SI RIPARTE Neppure il tempo di smaltire le scorie della trasferta di Le Castellet, che la Formula 1 torna in pista per il nono appuntamento della stagione. A ospitare i bolidi della massima serie automobilistica c’è infatti il Red Bull Ring di Spielberg, sede del Gran Premio d’Austria, una pista che dovrebbe in qualche modo riportare in alto la Ferrari.
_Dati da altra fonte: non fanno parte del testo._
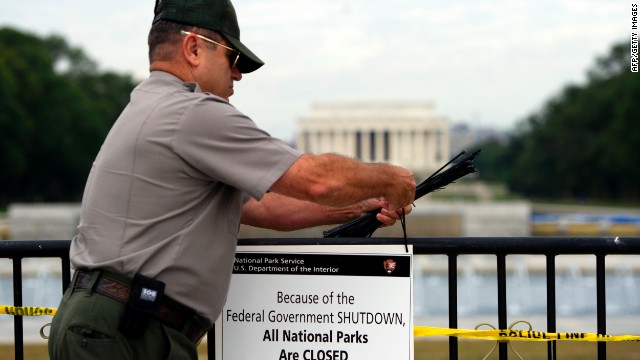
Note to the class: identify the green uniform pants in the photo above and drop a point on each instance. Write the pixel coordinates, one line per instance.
(86, 327)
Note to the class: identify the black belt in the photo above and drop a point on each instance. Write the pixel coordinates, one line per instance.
(172, 313)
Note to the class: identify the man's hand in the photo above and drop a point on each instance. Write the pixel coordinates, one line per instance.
(386, 216)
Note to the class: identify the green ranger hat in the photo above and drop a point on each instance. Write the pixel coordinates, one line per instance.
(216, 15)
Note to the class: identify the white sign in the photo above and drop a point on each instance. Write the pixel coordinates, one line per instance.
(318, 306)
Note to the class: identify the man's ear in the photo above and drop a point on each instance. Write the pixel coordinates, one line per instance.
(190, 50)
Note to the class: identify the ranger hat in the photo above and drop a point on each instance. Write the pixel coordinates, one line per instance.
(216, 15)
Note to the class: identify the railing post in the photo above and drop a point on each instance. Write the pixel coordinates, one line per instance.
(453, 304)
(551, 304)
(18, 324)
(502, 302)
(601, 296)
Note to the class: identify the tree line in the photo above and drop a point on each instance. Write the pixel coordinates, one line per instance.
(583, 144)
(56, 107)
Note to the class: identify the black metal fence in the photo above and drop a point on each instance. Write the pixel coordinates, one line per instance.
(550, 247)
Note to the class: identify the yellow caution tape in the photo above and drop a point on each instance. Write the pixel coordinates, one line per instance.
(518, 335)
(26, 310)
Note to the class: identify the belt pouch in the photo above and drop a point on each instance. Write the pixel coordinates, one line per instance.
(143, 304)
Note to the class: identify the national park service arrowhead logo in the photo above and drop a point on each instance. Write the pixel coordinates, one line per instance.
(389, 265)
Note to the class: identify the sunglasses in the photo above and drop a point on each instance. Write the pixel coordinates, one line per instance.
(234, 54)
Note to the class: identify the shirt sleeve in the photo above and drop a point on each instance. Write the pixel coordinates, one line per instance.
(227, 146)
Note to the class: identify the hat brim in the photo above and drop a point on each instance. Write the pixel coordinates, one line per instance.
(248, 61)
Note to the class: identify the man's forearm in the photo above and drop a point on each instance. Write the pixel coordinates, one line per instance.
(278, 212)
(335, 180)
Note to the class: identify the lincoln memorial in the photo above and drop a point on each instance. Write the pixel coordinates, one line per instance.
(406, 133)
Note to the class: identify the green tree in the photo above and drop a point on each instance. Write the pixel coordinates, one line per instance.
(583, 143)
(56, 110)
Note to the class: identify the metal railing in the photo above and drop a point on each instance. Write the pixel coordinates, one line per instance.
(501, 247)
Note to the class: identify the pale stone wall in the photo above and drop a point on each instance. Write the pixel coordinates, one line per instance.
(403, 133)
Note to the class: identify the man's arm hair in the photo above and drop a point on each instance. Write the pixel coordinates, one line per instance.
(335, 180)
La scuderia di Maranello ha fino a questo momento sofferto nei tracciati da alto carico aerodinamico, ma il cortissimo circuito della Stiria – attenzione però al terzo settore composto principalmente da curvoni veloci in successione – dovrebbe esaltare le doti della SF90 mettendo Sebastian Vettel e Charles Leclerc in condizione di lottare con le Mercedes.
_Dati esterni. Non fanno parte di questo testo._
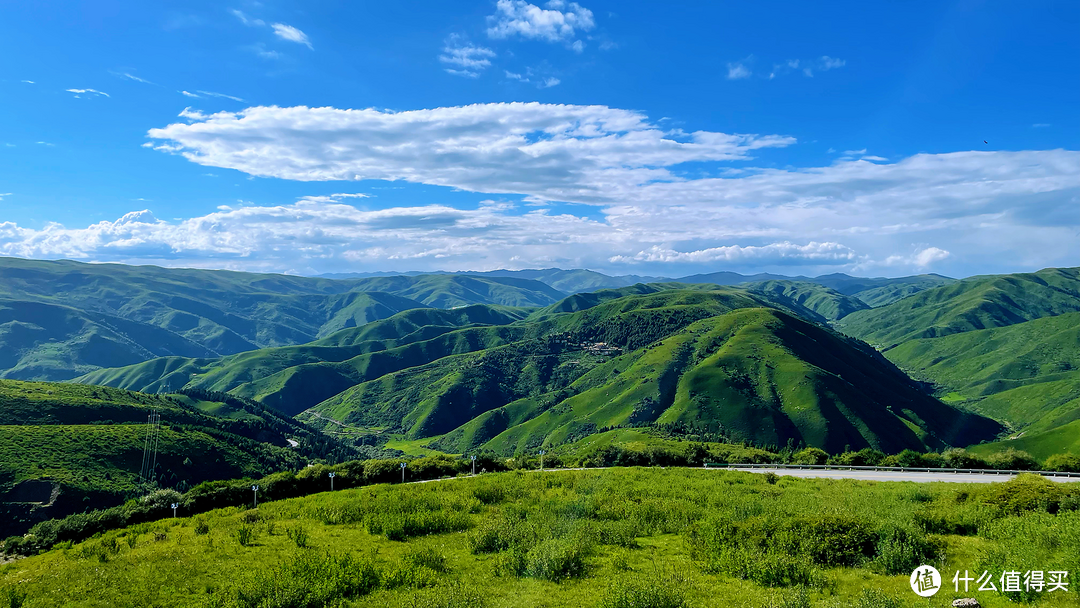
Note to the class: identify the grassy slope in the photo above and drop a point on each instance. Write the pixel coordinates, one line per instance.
(295, 378)
(659, 508)
(121, 314)
(90, 440)
(969, 305)
(825, 301)
(759, 374)
(1027, 374)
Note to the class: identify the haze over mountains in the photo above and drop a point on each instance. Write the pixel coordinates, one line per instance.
(515, 360)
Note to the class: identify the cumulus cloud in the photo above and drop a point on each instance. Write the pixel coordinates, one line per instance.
(544, 150)
(81, 92)
(469, 59)
(291, 34)
(212, 94)
(559, 22)
(738, 70)
(968, 208)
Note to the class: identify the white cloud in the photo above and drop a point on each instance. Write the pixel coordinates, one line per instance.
(545, 150)
(990, 211)
(223, 95)
(827, 63)
(132, 77)
(772, 254)
(561, 22)
(291, 34)
(247, 21)
(79, 92)
(738, 70)
(472, 59)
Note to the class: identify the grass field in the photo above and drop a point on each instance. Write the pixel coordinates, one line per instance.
(607, 539)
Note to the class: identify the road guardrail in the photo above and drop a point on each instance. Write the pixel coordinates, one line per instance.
(900, 469)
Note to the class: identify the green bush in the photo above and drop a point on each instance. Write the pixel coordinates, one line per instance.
(458, 595)
(298, 535)
(1063, 462)
(307, 580)
(656, 592)
(557, 558)
(245, 535)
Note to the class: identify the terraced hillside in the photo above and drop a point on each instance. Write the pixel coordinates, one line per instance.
(65, 447)
(756, 374)
(969, 305)
(63, 319)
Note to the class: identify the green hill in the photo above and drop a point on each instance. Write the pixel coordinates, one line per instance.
(759, 375)
(827, 302)
(297, 377)
(973, 304)
(65, 447)
(1027, 374)
(63, 319)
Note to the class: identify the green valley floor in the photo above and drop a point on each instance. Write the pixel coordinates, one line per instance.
(606, 539)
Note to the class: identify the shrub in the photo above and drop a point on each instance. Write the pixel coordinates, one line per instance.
(11, 597)
(655, 592)
(298, 535)
(1013, 460)
(458, 595)
(901, 550)
(1063, 462)
(308, 580)
(875, 598)
(245, 535)
(1027, 492)
(428, 557)
(810, 456)
(556, 559)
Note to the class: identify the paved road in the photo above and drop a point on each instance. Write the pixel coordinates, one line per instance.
(893, 475)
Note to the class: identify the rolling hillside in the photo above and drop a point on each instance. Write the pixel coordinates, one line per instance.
(65, 447)
(973, 304)
(759, 375)
(1027, 374)
(63, 319)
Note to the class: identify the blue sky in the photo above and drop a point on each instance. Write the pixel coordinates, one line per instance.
(628, 137)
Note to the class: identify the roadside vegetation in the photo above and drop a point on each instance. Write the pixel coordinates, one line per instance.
(616, 538)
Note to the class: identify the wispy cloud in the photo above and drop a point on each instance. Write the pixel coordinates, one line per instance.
(292, 34)
(80, 92)
(212, 94)
(130, 76)
(247, 21)
(738, 70)
(558, 22)
(469, 58)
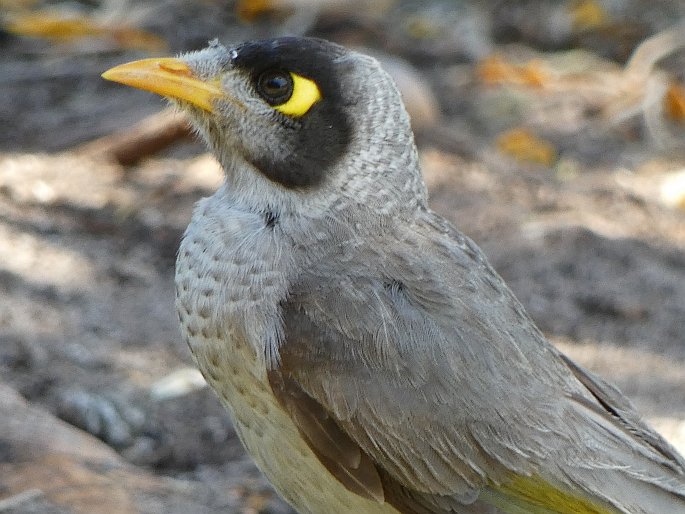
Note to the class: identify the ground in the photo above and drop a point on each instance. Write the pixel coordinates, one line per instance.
(559, 156)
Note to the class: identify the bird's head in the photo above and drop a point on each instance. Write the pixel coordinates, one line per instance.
(292, 120)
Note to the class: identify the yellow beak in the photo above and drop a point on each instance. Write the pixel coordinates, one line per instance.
(167, 77)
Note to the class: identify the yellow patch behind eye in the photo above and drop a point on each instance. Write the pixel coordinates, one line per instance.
(305, 94)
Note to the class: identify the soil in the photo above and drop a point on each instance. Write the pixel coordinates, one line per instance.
(100, 407)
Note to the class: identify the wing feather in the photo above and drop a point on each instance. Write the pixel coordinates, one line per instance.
(429, 373)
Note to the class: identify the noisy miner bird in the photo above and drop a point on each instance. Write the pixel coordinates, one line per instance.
(371, 358)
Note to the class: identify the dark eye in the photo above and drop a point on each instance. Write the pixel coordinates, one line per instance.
(275, 86)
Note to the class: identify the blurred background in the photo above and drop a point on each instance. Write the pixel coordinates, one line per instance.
(550, 131)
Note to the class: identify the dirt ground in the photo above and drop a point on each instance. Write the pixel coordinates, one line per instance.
(539, 138)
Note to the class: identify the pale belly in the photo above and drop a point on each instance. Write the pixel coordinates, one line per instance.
(271, 438)
(241, 280)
PARLA SEB Il tedesco quattro volte campione del mondo è reduce da un weekend non particolarmente esaltante in Francia, ma sembra carico in vista di un appuntamento in cui non è ancora mai riuscito a imporsi: “Il Gran Premio d'Austria piace a tutti nel paddock e anche a noi piloti. Dopotutto questo tracciato è unico, incastonato tra le montagne sulle quali, con un po’ di fortuna, si può persino scorgere qualche residuo di neve. Essere lanciati al volante di una vettura di Formula 1 e vedere intorno a sé le mucche al pascolo non è certamente cosa frequente. Su questa pista bisogna fare tutto alla perfezione anche se è molto corta e si gira in poco più di un minuto. Anche qui è importante garantirsi una buona posizione di partenza per poter avere una gara positiva la domenica. Senza dubbio è una pista sulla quale mi piacerebbe vincere, sono salito già sul podio, ma mai sul gradino più alto. Vorrei provarci”.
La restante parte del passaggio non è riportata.